Tarkovsky: Before defining art—or any concept—we must answer a far broader question. What’s the meaning of man’s life on earth? Maybe we are here to enhance ourselves spiritually. If our life tends to this spiritual enrichment, then art is a means to get there. This, of course, [is] in accordance with my definition of life. Art should help man in this process. Some say that art helps man to know the world like any other intellectual activity. I don’t believe in this possibility of knowing; I am almost an agnostic. Knowledge distracts us from our main purpose in life. The more we know the less we know; getting deeper, our horizon becomes narrower. Art enriches man’s own spiritual capabilities and he can then rise above himself to use what we call ‘free will’.

“What would you like to tell young people?”

Learn to love solitude, to be more alone with yourselves. The problem with young people is their carrying out noisy and aggressive actions not to feel lonely. And this is a sad thing. The individual must learn to be on his own as a child for this doesn’t’ mean to be alone: it means not to get bored with oneself, which is a very dangerous symptom, almost a disease.

Andrei Tarkovsky, Director of Andrei Rublev

In the first paragraph quoted here, Tarkovsky states, “Art would be useless if the world were perfect.” This simple statement requires some unpacking, for behind the surface of the statement lies some deeper implications. The reverse statement would be that art is useful when the world is imperfect. Tarkovsky sees art as useful, since he tells us the condition under which it becomes useless.

In each of the three statements which form the heart of that paragraph he discusses what he sees as the motivations behind art: the artist exists because the world is not perfect; art would be useless if the world were perfect; art is born out of an ill-designed world; man wouldn’t look for harmony but would simply live in it. What emerges from this tiny constellation of statements is a belief that the artistic impulse is born of the desire to seek out and create harmony and perfection. We lack perfection, we live in imperfection, and from that state emerges the artist, the harmonizer.
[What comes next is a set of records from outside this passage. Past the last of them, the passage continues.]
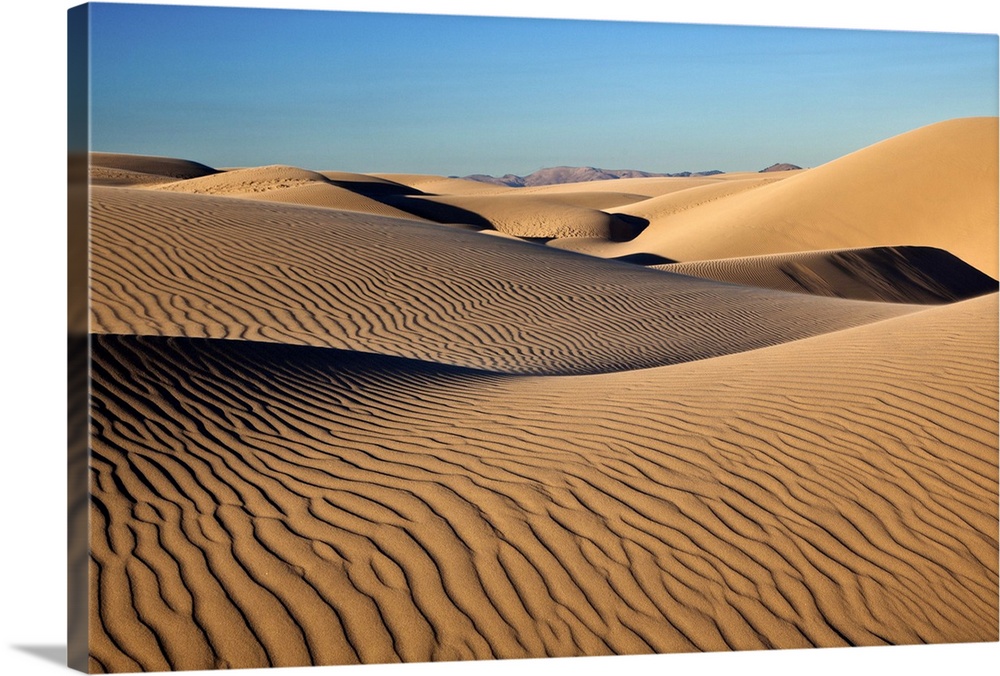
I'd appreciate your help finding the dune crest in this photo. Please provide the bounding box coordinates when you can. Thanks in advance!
[600,117,998,278]
[82,118,1000,673]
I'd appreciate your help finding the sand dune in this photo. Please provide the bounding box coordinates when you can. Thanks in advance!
[90,153,216,185]
[576,117,998,278]
[378,193,635,241]
[92,295,997,670]
[653,247,997,303]
[84,119,1000,672]
[91,188,918,373]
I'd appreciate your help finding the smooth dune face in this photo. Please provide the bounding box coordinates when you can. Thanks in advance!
[91,188,917,373]
[89,153,216,185]
[596,117,998,278]
[86,120,1000,672]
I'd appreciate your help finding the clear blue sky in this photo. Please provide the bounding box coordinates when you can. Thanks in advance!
[91,4,998,175]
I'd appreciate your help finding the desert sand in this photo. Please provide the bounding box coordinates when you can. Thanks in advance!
[87,118,1000,672]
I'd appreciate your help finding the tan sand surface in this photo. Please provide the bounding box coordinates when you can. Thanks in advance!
[91,294,998,670]
[91,185,919,373]
[580,117,998,278]
[90,153,216,185]
[80,118,1000,672]
[651,247,997,303]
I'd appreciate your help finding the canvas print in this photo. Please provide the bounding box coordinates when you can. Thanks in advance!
[68,3,1000,673]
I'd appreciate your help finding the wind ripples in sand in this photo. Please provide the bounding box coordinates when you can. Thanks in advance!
[91,295,998,671]
[91,188,917,374]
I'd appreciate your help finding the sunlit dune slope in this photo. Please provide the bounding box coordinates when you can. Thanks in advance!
[576,117,998,278]
[90,152,216,185]
[91,185,917,373]
[146,165,428,218]
[653,247,997,303]
[380,193,634,240]
[90,294,998,671]
[371,174,520,195]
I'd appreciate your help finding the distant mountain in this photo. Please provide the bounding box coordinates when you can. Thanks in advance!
[463,167,723,188]
[757,162,802,174]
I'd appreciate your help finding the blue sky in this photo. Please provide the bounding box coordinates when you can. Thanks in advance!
[91,4,998,175]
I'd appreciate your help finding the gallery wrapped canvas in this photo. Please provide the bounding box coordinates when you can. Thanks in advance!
[68,3,998,673]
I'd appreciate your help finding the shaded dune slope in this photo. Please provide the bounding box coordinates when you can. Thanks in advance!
[655,247,997,304]
[91,188,918,373]
[154,165,422,220]
[89,153,217,185]
[591,117,1000,278]
[378,193,636,241]
[91,294,998,671]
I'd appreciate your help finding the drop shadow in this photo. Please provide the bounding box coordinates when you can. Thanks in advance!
[11,645,66,667]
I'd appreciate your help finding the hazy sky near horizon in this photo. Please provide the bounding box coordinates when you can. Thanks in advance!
[91,3,998,175]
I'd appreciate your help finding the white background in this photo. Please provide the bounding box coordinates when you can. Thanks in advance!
[0,0,1000,676]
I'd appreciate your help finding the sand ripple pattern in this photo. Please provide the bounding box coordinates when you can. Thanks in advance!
[90,296,998,671]
[91,186,918,374]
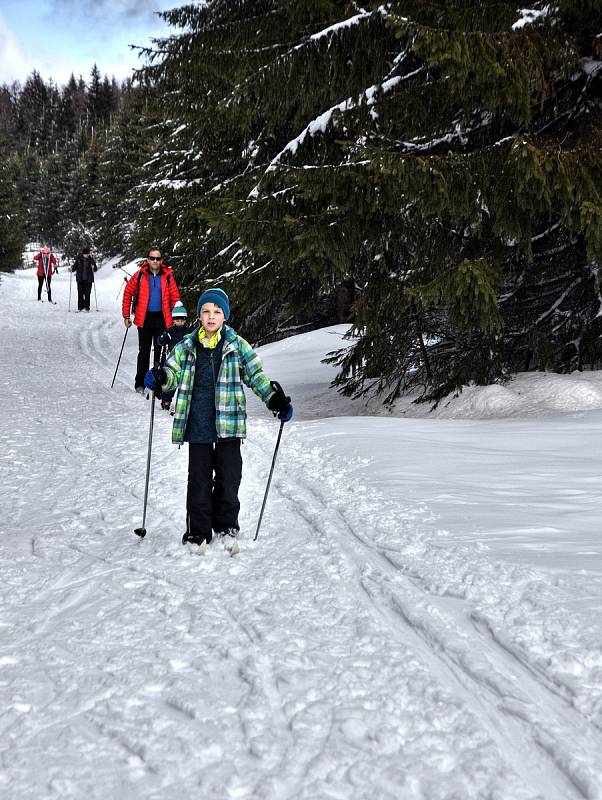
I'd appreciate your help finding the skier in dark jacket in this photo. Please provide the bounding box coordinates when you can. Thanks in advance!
[71,247,97,311]
[157,300,192,411]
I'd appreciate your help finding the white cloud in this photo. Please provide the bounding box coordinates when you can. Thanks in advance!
[0,13,29,83]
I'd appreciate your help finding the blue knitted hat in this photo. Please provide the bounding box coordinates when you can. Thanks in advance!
[196,289,230,319]
[171,300,188,319]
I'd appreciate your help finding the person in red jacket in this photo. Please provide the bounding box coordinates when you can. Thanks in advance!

It is, quite honestly, a very optimistic belief, and a very traditional understanding of the role of the artist in society. Man’s true nature is both material and spiritual, and art must take into account both sides. Tarkovsky employs the word “useful” and the reader clearly understands that any utilitarian use of a film is ludicrous; it is implied that a “spiritual” usefulness is what he is getting at. In the broadest sense, Tarkovsky sees the visual and performing arts as having an educational role in society–a reminder that life is comprised of more than just the material. In short, he aspires to awaken the spiritual.